前回述べた"Zivilgesellschaft=政治的市民社会"の成立と変化は、メディア環境と不可分である。よく言われるように、西欧の市民社会は、古代ギリシアのポリスを起源にするといわれている。西欧近代の中核に存在する"市民社会"の原型は、古代ギリシアのアテナイの"デモクラティア(δημοκρατία)"である。その古代のデモクラティアとメディア環境との関係について少しばかり触れてみたい。
突然変異のようにある偉大な民族が生まれ、奇跡的にデモクラティアという民主主義の原型となる制度を生み出したと考えることもできるかもしれない。けれどもその変異を突然のものと考える必要もない。例えばマーティン・バナールの『ブラック・アテナ』のように東地中海世界の長い歴史に位置づけ古代ギリシアを問い直す行う試みも存在するが、ここではメディア論的な視点から古代ギリシアを眼差してみよう。

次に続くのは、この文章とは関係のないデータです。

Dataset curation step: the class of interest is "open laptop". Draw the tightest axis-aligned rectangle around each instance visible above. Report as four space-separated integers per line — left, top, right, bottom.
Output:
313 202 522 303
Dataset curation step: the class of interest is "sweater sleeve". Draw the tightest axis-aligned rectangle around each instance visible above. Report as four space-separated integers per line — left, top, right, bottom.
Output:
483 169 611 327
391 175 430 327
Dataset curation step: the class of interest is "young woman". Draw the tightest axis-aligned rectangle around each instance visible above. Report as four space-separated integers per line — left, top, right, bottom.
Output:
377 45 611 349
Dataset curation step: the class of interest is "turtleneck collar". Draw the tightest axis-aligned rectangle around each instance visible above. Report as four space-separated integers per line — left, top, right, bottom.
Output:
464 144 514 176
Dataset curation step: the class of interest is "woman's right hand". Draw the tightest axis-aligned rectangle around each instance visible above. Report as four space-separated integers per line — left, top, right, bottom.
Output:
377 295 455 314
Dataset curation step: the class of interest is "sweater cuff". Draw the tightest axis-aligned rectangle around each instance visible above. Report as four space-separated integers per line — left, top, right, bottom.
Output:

古代ギリシアの民主主義といえば、まず第一にアテナイを思い出すだろう。アテナイの市街の西方、現在の世界遺産でもあるパルテノン神殿を抱えるアクロポリス付近の丘に"アゴラ"と呼ばれる広場があった。その丘にわいわいがやがやと市民達が集まり"民会"を開き討議を行っていた。
その討議は、アテナという都市国家にとって重要な頃柄(法律の策定、財政問題、公共事業、開戦や終戦など)を討論し、政治的決定を行う。その決定は会に参加した市民の"全員一致"が原則、すなわち今でいうとことの直接民主主義だ。現代の規模の大きな、国民国家規模の民主主義とは異なる。

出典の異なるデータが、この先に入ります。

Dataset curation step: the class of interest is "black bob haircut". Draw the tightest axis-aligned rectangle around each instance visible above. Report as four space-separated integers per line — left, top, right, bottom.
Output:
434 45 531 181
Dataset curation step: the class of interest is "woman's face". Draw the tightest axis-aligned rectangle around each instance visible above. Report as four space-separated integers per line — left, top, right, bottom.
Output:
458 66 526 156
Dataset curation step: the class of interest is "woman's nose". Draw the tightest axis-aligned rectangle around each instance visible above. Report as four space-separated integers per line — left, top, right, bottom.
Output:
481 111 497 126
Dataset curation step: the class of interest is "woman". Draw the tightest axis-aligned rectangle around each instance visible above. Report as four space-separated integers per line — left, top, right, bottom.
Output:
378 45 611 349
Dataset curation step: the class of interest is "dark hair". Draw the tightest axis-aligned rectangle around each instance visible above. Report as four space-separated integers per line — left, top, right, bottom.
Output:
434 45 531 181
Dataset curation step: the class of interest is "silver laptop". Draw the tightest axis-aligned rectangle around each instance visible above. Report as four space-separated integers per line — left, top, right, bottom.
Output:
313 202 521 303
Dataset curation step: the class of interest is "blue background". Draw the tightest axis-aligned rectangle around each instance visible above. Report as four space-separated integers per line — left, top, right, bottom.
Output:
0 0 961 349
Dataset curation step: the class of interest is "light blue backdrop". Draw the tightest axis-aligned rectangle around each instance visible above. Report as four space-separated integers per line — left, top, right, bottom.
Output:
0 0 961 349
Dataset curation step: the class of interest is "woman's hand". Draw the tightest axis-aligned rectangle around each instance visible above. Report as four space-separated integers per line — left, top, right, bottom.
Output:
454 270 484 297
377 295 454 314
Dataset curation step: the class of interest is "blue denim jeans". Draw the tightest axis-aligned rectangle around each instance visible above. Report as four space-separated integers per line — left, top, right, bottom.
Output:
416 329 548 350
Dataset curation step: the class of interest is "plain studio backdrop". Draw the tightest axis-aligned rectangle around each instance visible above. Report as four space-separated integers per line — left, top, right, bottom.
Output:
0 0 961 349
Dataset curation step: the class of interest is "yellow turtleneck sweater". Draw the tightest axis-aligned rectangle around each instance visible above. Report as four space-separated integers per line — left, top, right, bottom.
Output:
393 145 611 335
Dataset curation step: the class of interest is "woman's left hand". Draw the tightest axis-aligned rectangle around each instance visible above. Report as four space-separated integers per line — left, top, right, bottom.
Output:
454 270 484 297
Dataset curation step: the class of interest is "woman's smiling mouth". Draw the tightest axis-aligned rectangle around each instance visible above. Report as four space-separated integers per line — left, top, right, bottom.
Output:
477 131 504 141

議長は、抽選で選ばれその日一日限りの任期であった。民会は、丸一日をかけて、一年間に四十日以上も行われた。それは"声"をメディアにした対面的なコミュニケーションを基礎にした、"顔の見える直接民主主義"である。そこには規模の問題がある。アテナイの民主主義の最盛期において、民会に参加する資格のあった市民は、人数は、四万人を超えることはなかった。また行政もまた一年任期で抽選によって選ばれた市民達によって運営されていた。しかも再選は二回しか許されなかった。
けれどもアテナイの市民は、十八才以上の青年男子に限られていた。というのも彼らは同時に共同体の存続のために戦う"戦士"でもあった。最初の民主主義とは、戦う"デモス(民衆)"による"クラティア(支配)"、戦士の共同体を中核とした"デモクラティア"であった。

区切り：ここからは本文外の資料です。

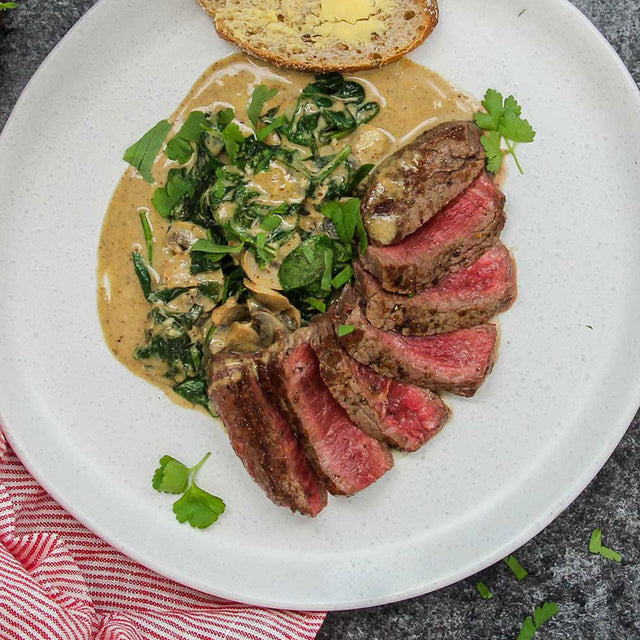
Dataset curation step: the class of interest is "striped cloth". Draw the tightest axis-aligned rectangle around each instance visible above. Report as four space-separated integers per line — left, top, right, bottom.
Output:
0 430 325 640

史上初のアテネの民主化への道は、一朝にして成ったのではない。それは、古来の部族の互酬的関係に拠っていた貴族制から離脱していく道程であった。
紀元前594年のソロンの改革は、 "ティモクラティア(財産政治)"とよばれる。それは、財産の大きさによって、四つの階層(貴族・財産家、騎士、自作農、労働者・貧困層)に分けられ、それぞれの階層に応じた権利と義務を持っていた。それら全ての市民が民会に参加できた。その後、僭主を市民の意志で追放する「陶片追放」の制度で有名なクレイステネスの改革、ペルシャ戦争に功績のあったペリクレスによってアテナイの民主制が確立されたとされる。
ここでアテナイの直接民主主義を可能にしたもう一つのメディアについて考えてみたい。それは"お金(貨幣)"である。貨幣経済の浸透こそが、アテナイの民主主義をささえたもう一つの重要なメディアであった。
アテナイの民主主義を可能にしたのは、自ら所有する財で自弁した武器で武装した重装歩兵(市民)による"ファランクス(密集戦法)"である。富裕になった平民の重装歩兵たちが、それまでの貴族層を中心とした騎兵にとって代わっていったのだ。戦場における主力となることで発言力を増した平民=重装歩兵たちが、政治の中心に躍り出る。
財を蓄え、経済的に自立した富裕な平民の成年男子こそが、貴族制を打破した"デモクラティア"の担い手であった。それはマックス・ヴェーバーがいうとことの"重装歩兵民主制"としての性格を持っていた。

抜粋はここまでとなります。